Market closes slightly lower

Global markets remained in low volatility limbo but the Australian sharemarket dropped to test short term support as domestic austerity and slowing Chinese growth weighed on sentiment.

The S&P/ASX 200 index opened in the black but dropped to close 12.4 points, or 0.23 per cent, down at 5448.4 after Chinese officials knocked back hopes for stimulus measures.

On Friday spot iron ore dropped 0.9 per cent to $US102.70 a tonne and today Dalian iron ore futures lost another 0.5 per cent after Chinese President Xi Jinping said the nation needed to adapt to a "new normal" in the pace of economic growth and remain "cool-minded".

The Shanghai composite index was up 2 per cent at the close off the ASX on speculation authorities would ease trading and shareholding restrictions on foreign investors.

In Tokyo the Nikki index was of 0.2 per cent after Japan's current account surplus shrank to a 30 year low and the trade deficit doubled following as 23 per cent rise in imports and 6 per cent increase in exports.

The Australian dollar was steady at US92.60¢ as the US dollar extended its rally again most major currencies.

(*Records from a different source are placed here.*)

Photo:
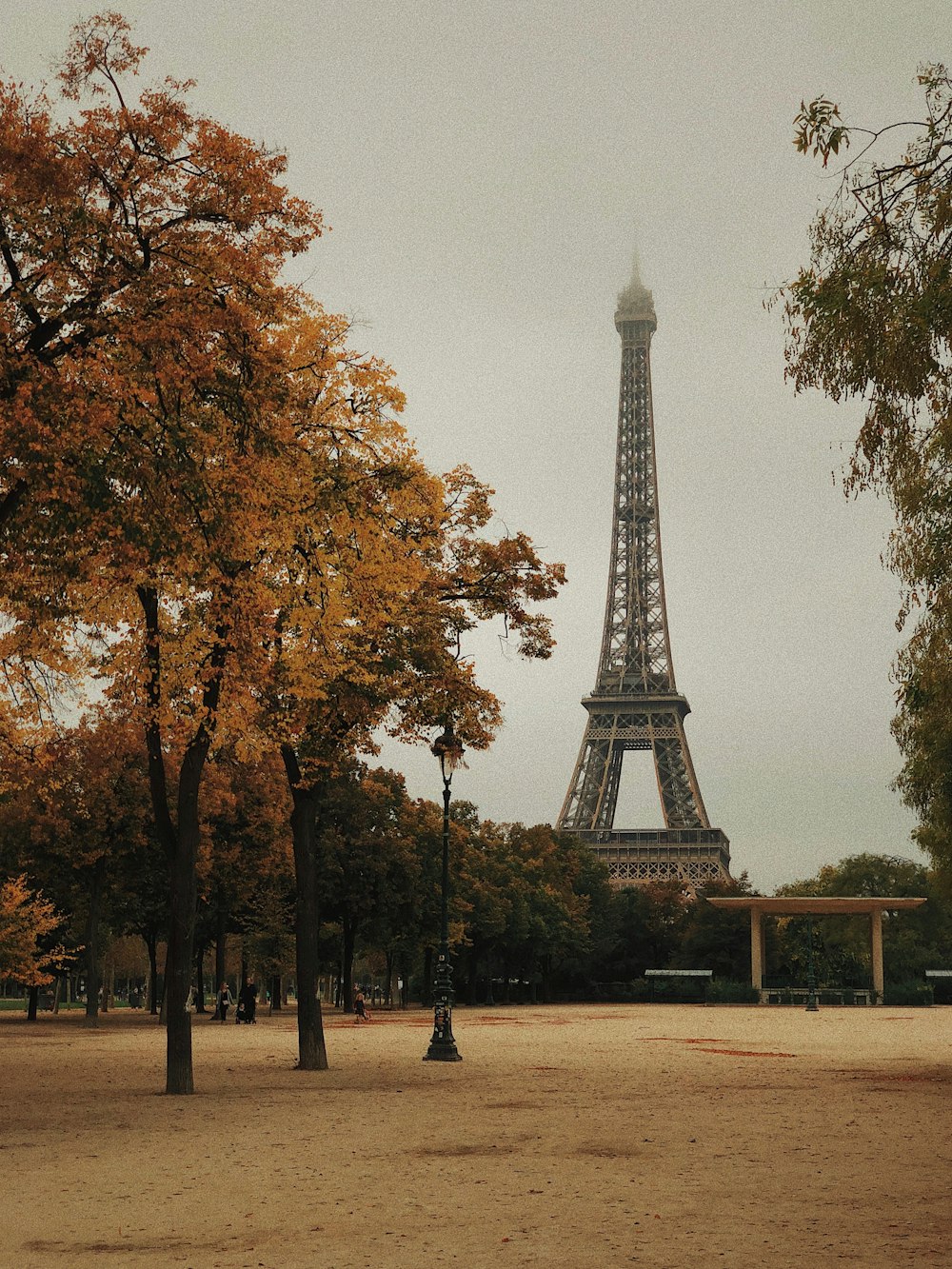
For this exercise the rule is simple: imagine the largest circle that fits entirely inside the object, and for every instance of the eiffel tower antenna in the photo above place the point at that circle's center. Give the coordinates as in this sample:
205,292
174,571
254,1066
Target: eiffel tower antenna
636,704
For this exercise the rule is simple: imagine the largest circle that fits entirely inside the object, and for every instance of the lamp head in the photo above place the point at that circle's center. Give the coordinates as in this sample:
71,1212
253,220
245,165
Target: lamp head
448,749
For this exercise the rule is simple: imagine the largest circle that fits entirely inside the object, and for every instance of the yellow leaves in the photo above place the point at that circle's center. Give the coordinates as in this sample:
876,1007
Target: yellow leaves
26,918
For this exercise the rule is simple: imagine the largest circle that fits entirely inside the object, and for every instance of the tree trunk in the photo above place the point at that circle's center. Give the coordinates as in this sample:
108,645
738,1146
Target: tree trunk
181,837
348,928
474,959
220,944
200,970
93,975
312,1051
179,1078
388,998
151,942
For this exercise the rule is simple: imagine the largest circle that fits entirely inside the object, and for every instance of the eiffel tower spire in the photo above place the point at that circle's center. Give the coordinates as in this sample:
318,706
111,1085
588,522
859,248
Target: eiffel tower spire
636,704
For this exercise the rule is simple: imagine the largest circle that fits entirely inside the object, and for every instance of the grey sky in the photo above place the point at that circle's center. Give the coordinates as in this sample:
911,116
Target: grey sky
487,170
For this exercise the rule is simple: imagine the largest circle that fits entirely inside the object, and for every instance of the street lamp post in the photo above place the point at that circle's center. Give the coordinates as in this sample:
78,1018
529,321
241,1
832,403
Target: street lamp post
442,1048
811,1006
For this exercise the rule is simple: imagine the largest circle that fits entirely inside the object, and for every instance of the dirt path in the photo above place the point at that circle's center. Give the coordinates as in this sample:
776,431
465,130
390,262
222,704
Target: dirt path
644,1135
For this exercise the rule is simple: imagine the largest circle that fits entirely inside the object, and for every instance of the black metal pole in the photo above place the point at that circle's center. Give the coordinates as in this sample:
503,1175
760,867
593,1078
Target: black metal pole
811,1006
442,1044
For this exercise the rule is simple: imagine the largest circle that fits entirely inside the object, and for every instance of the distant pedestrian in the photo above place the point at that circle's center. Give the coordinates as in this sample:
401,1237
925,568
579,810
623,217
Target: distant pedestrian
225,1001
361,1009
248,1002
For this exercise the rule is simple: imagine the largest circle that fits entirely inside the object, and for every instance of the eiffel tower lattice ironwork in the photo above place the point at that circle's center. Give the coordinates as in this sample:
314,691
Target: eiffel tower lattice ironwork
636,704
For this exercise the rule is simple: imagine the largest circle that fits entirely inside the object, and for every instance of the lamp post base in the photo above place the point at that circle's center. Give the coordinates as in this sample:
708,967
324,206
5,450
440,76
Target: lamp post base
442,1044
441,1052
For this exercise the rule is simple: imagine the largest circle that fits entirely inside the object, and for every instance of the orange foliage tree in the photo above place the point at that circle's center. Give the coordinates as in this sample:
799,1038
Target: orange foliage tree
26,918
208,495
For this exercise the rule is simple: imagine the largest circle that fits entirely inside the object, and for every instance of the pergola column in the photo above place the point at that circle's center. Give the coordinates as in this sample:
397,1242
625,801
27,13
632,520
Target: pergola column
876,941
757,948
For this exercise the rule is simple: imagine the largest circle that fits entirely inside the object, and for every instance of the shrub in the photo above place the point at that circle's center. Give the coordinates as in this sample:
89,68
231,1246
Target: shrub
916,994
726,993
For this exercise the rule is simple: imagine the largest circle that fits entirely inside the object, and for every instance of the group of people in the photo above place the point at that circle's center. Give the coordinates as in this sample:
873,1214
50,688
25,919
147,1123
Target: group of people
247,1002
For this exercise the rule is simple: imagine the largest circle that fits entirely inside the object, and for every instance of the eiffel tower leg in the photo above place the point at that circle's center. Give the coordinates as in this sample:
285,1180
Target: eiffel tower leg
677,783
593,792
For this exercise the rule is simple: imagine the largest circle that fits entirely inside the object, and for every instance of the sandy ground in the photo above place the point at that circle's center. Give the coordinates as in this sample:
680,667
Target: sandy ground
647,1135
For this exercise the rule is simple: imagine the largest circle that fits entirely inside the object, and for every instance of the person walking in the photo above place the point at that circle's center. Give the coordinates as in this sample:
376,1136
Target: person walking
361,1009
225,1001
248,1001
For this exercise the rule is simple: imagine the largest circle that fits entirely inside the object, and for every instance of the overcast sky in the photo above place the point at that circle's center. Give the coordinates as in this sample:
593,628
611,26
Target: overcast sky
487,170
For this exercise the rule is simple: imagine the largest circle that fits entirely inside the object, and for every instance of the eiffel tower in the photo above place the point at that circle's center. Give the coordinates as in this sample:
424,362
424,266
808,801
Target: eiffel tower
636,704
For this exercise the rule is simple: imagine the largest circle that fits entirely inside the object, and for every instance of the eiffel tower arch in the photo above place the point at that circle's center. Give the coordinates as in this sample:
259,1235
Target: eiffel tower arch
636,704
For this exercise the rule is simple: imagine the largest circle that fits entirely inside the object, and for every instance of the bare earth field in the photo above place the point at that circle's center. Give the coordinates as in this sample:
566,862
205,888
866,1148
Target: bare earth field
570,1136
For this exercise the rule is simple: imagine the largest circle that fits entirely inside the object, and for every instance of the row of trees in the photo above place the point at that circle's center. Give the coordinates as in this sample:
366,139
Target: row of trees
213,529
527,905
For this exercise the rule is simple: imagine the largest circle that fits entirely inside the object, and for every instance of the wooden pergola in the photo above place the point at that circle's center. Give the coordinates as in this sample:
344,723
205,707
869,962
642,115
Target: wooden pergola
760,907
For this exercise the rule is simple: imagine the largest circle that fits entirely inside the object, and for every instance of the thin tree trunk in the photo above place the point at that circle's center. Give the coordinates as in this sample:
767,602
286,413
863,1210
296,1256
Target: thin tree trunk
221,928
151,942
93,975
312,1050
388,998
347,961
200,994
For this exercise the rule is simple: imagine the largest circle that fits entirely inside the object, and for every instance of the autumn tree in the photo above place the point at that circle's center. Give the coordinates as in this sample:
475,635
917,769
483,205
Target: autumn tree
141,247
871,317
26,919
387,578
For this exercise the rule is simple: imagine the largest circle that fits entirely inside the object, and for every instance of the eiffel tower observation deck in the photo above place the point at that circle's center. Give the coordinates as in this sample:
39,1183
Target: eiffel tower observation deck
636,704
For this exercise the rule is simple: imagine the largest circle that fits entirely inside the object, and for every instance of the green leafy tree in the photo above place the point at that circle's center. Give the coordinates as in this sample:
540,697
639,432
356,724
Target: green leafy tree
913,941
871,317
714,938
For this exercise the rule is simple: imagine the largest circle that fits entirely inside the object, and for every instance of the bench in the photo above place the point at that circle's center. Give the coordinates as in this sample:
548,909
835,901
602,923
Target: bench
680,974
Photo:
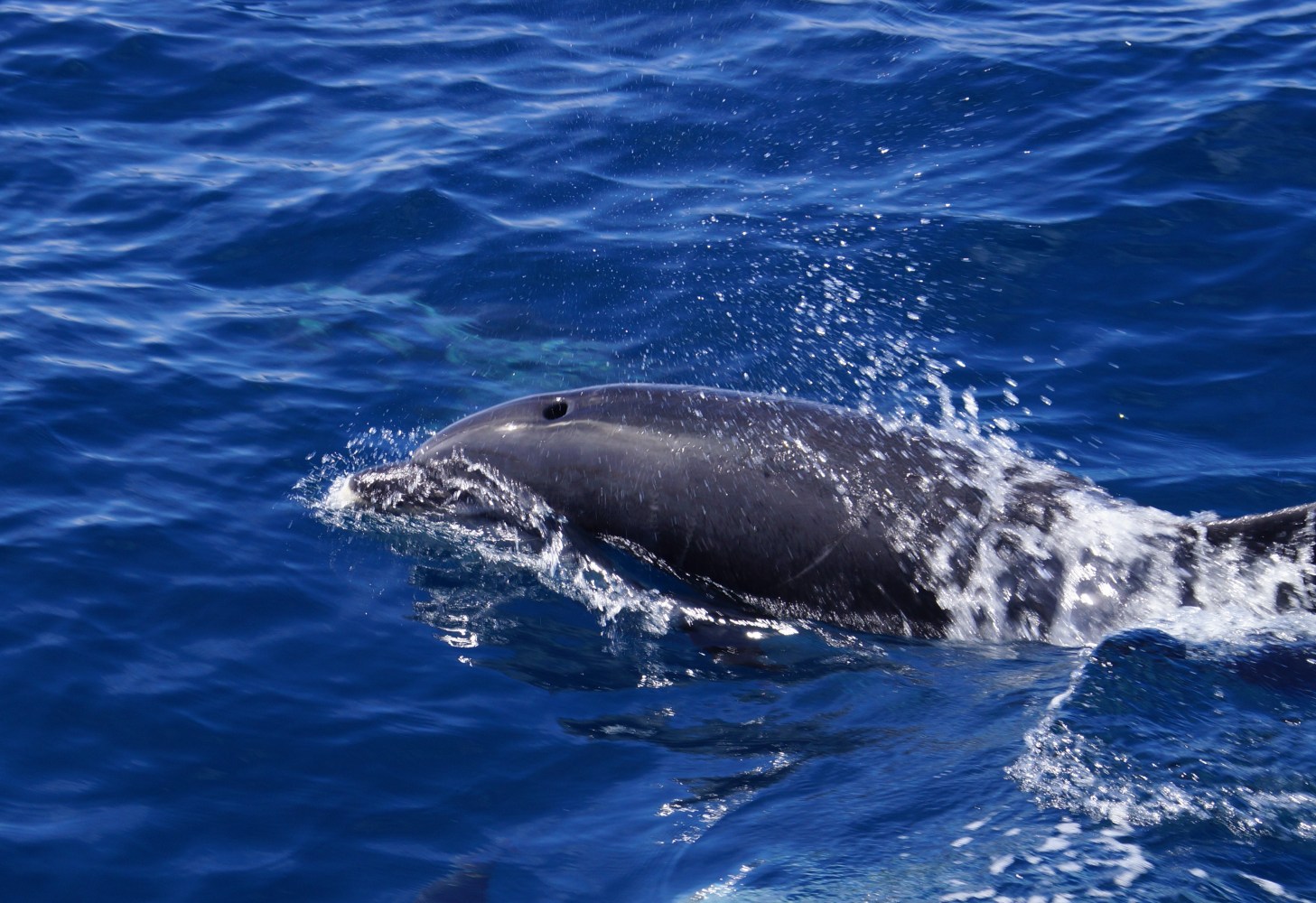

Governmetn10-year yields rose 1.9 per cent to 3.84 per cent after global benchmark US 10-years rose 3 points to 2.63 per cent.

On Friday data showed US inventories rose 1.1 per cent in March, the fastest pace since October to undermine June-quarter forecasts, while German exports fell 1.8 per cent.

ANZ strategist Kerry Duce said despite the lift in developed economy momentum through 2013, activity continued to fall well short of closing still large developed economy output gaps and consumer and wage inflation should remain below trend.

"This environment will keep developed central banks on hold or provoke further action as inflation remains subdued, although a recovery in the industrial cycle could lift upstream prices towards end 2014," he said.

Gold recovered from an early dip to $US1283 an ounce and was trading unchanged at $US1290 an ounce while copper rose one per cent to $US680 a tonne.